The case of the day is Brey Corp. v. LQ Management, LLC (D. Md. 2012). Brey, a Maryland corporation, brought a putative class action against LQ, a Texas corporation, for violation of the Telephone Consumer Protection Act. The TCPA prohibits the use of fax machines to send unsolicited advertisements. Brey claimed that it had received two unsolicited advertisements from LQ. Of course, on those facts a lawsuit would make no sense, but Brey claimed to sue on behalf of a class of thousands or tens of thousands. With statutory damages of $500 per violation of the statue, the economics become easier.

In any case, during discovery, Brey served several document requests, but by May 2012, LQ had only produced 11 pages of documents. Similarly, its interrogatory answers were “only minimally helpful.” In an attempt to get more information, Brey served a subpoena on j2 Global, LQ’s third-party fax service provider, but j2 told Brey that its Canadian subsidiary, Protus, had information that would be responsive to the requests and that Protus could not produce the responsive information without an order from an Ontario court.

The judge granted Brey an extension of the discovery schedule and issued a letter rogatory to the Ontario Superior Court of Justice.
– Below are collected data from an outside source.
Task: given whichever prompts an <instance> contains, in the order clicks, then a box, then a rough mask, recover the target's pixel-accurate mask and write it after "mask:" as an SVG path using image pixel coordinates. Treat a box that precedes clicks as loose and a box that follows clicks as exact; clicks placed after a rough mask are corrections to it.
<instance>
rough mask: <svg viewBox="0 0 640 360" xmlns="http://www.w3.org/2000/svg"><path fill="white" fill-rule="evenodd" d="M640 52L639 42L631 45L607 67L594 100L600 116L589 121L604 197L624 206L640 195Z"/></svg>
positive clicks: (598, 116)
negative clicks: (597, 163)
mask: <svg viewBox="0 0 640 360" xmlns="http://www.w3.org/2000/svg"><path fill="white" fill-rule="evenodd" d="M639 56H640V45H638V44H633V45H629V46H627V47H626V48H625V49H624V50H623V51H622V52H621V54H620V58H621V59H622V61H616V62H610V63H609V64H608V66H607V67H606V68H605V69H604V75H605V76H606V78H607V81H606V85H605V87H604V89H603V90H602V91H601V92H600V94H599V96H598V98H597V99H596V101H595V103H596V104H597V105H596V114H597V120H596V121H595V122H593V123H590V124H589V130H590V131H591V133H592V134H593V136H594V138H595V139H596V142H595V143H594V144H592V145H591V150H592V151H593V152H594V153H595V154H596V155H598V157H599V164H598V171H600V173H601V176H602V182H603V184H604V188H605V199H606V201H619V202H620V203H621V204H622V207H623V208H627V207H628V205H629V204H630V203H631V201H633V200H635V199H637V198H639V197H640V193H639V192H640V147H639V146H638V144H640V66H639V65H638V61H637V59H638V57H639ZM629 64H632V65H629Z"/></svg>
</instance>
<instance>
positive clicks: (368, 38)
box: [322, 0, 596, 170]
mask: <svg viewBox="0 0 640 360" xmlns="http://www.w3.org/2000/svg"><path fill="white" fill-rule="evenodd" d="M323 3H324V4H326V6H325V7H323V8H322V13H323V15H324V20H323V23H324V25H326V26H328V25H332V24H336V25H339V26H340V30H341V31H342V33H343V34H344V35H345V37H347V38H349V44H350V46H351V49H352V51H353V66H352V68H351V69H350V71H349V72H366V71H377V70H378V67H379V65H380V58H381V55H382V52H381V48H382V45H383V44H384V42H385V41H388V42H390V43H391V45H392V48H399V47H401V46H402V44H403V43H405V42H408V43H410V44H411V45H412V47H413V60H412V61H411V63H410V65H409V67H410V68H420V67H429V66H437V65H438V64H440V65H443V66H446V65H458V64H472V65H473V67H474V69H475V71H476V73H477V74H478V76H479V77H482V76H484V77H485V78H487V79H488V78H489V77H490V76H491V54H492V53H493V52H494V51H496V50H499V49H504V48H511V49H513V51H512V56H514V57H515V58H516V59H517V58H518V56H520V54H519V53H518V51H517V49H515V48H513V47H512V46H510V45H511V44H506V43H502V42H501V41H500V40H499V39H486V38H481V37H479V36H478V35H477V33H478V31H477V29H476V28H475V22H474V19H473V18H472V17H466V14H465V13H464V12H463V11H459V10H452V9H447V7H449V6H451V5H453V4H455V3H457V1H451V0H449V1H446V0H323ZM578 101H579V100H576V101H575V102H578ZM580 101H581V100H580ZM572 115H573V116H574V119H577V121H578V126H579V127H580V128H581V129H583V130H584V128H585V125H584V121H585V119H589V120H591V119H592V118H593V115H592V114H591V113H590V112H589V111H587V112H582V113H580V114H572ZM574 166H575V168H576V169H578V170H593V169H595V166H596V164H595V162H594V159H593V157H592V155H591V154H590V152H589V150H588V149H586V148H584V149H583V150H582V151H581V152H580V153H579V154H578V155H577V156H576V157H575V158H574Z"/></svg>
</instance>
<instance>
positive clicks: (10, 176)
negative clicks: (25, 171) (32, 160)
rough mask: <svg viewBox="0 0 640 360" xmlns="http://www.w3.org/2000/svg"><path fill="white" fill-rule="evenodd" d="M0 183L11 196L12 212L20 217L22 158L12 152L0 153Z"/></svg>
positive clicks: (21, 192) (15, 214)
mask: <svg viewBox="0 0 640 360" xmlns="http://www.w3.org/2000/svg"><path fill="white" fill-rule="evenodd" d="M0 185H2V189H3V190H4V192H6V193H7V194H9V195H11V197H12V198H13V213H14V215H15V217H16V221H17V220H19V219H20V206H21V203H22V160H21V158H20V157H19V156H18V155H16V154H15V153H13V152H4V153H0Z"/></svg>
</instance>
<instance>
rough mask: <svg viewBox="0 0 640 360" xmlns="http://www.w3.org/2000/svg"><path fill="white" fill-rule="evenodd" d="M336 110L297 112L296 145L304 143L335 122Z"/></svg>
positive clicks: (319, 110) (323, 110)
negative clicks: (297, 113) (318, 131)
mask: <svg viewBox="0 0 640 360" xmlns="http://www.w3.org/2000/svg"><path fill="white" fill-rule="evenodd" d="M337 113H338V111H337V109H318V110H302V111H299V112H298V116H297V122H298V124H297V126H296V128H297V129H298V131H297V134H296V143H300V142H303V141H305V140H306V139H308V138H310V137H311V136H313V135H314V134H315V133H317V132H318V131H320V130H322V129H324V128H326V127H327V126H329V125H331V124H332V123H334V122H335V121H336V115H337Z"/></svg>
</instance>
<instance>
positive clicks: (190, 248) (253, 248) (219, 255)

It reasoned that the information Brey was seeking was important to the case and it could not be obtained from another party, and it noted that Brey had taken steps to minimize the delay that would result from the use of the letter rogatory procedure, namely, hiring local counsel in Ontario. Parenthetically, hiring local counsel is almost always wise, whether the case involves a letter rogatory or a letter of request under the Hague Evidence Convention. Penny wise, pound foolish!